White rug! I watched Lou's Adam's apple do a quick up and down. We both looked guardedly at Granny, who was just standing there looking at the woman, nervously clasping and unclasping the noisy latch on her old pocketbook.

The woman beckoned to the auctioneer, and he immediately came over and started auctioning the bedstead.

"One dollar!" Granny opened.

"Five dollars," the woman said, calmly, and folks did a double take at the old bedstead.

"Five dollars, ten cents," Granny kept on.

"Ten dollars."

"Ten dollars, ten cents."

"Fifteen."

The interested crowd pushed closer, wondering what in the world anyone wanted with the old bed.

"She'll never stop," Lou whispered, disgusted by such wealth, and we noticed the tears brimming Granny's eyes."

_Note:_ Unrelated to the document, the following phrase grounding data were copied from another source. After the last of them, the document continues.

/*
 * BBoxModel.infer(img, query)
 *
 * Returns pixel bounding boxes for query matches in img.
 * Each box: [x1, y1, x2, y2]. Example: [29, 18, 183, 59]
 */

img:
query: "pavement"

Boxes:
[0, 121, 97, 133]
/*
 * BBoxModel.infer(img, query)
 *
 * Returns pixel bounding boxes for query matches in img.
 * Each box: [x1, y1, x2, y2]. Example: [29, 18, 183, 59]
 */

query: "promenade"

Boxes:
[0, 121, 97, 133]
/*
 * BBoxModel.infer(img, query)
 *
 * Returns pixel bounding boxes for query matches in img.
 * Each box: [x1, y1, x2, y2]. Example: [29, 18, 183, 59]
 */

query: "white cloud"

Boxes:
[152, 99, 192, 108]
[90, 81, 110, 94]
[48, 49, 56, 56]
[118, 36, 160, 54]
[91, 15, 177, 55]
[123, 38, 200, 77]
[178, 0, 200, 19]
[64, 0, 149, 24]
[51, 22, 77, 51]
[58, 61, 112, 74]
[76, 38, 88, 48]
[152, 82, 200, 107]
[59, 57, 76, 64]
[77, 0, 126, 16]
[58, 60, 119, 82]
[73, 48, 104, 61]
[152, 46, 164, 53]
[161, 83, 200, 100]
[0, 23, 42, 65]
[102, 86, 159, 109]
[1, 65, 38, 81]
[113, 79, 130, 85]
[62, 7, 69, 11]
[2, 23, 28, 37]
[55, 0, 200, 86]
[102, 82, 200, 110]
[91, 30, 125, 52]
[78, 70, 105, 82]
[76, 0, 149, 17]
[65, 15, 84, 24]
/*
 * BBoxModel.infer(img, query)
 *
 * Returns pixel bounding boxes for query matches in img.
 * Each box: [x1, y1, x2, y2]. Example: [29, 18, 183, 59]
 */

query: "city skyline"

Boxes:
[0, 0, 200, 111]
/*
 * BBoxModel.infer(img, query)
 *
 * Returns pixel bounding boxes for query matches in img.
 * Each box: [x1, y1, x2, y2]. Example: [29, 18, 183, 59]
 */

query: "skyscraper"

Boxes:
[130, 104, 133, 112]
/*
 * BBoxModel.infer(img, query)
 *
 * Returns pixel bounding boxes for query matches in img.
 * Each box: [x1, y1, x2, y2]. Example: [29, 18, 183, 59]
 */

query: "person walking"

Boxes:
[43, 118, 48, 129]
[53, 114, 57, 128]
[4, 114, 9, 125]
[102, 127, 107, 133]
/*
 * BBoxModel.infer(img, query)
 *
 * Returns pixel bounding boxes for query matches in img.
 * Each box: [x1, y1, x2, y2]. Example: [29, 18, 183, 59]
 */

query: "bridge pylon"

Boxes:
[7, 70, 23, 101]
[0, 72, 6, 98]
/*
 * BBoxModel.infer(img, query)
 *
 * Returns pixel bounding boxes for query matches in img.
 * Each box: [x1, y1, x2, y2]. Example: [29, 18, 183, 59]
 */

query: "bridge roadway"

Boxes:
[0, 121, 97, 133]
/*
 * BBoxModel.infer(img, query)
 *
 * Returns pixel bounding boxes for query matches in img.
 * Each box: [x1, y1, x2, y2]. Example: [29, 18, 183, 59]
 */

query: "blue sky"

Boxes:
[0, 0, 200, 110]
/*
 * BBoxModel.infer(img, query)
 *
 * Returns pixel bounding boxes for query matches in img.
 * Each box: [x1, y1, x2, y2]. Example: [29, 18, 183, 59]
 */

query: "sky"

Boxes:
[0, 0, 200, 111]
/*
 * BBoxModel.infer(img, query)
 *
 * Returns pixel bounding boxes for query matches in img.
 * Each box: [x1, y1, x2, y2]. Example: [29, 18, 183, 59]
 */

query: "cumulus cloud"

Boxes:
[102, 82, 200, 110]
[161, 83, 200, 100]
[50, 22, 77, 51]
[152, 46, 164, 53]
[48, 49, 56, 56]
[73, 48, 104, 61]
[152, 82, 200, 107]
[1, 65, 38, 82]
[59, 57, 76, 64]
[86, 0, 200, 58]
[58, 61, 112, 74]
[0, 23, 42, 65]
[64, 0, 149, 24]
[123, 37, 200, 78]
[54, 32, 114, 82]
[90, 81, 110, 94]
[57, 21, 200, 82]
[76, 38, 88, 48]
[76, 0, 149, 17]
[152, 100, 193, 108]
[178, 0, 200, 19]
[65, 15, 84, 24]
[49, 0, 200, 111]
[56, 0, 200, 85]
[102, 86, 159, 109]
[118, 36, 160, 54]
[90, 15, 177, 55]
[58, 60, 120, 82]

"Fifteen dollars, ten cents," she said in an unsteady voice, knowing it was her last bid if the woman kept jumping five. I felt the tears stinging at my eyes.

The auctioneer was happy at the turn of events and took a few minutes off to joke with the crowd. I turned around and saw Cabe right behind me.

"What's the matter?" he whispered, bending down.

"Granny wants it so badly," I said unsteadily, "and she's only got twenty dollars." Cabe turned his pockets wrong side out, indicating he was in the same shape as the rest of us.